J’avais apprécié la démarche de ce séminaire, évidemment, mais je ne parlerais pas de réhabilitation, ni de marges, et encore moins de réhabilitation des marges.
Justement, l’écueil principal, lorsqu’on souhaite approcher le rap d’une perspective littéraire et philosophique, serait le surplomb. Jeter un regard altier, dévorant, presque inquisiteur, sur le rap ne mène à rien, et le trahit d’autant plus. L’analyse stylistique dont tu parles doit être fine : exit les grands sabots de l’académie !
Je dirais que mon approche est plus littéraire que stylistique : j’écoute les textes, les flows, les punchlines, je les accueille, je les savoure, je les médite. Et, petit à petit, mon analyse prend forme, je vois apparaître des thèmes, des obsessions, des lignes de force, et j’essaie de les lier à l’univers du rappeur.
Je n’utilise pas les outils méthodologiques liés à l’académie mais je m’inscris dans une démarche de commentateur.
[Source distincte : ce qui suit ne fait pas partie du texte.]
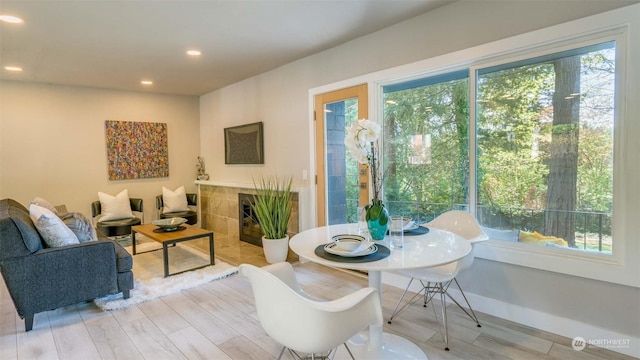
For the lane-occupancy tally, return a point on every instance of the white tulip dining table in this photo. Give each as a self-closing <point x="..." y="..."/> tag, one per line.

Il faut essayer de lire entre les lignes, et de mettre en valeur une rhétorique un peu absconse.
Est-ce que tu considères le rap comme une forme poétique ?
Le rap est un art de la frappe, de l’empreinte et des portes qui claquent.
Cette question est toujours d élicate. Paul Valéry disait : “La plupart des hommes ont de la poésie une idée si vague que ce vague même de leur idée est pour eux la définition de la poésie.” Essayer d’affilier quelque chose au champ de la poésie ne mène à rien. Il faut comprendre le rap dans toute sa singularité. C’est un champ autonome qui a ses codes et ses valeurs. Le phénomène rap est absolument à part même s’il participe, consciemment ou inconsciemment, à une forme de renouveau de la langue.
Tu t’intéresses également à Cioran, à René Char, à Pascal Quignard et à la forme fragmentaire en général. Ton amour de la maxime ou de l’aphorisme se retrouve-t-il dans cet attrait pour ce genre musical ?
J’ai toujours aimé les formes brèves. Ce qui frappe et percute. Une phrase ou deux, et puis le silence. Je défends une poétique du maigre, du solitaire (le diamant), où chaque mot est minutieusement agencé. Le rap est un art de la frappe, de l’empreinte et des portes qui claquent.
Dans le rap, le temps est primordial : je pense à ces battles, à ces joutes, notamment incarné par les rap contenders où il faut impressionner en quelques secondes, emporter avec soi le public, triompher de l’autre par le verbe, par des phrases qui sont aussi des coups d’éclats : la punchline est une maxime criminelle.
Je suis également très attaché à l’oralité des textes littéraires. De la même manière que l’on peut apprendre un vers ou un aphorisme par cœur, le rap imprègne les consciences par la musique, le rythme, et s’incorpore à nous. J’ai en moi des centaines de phrases qui traînent, çà et là, et qui me servent au quotidien : “Si t’as l’impression que personne te comprend, c’est parce que personne te comprend” ; “J’ai plaisir à te dire que la nuit sera longue à devenir demain..” Tout le défi de la littérature est peut-être là, dans sa capacité à s’inscrire dans le corps, à peupler les mémoires. Finalement, les phrases ne vivent qu’en nous, qu’à travers nous.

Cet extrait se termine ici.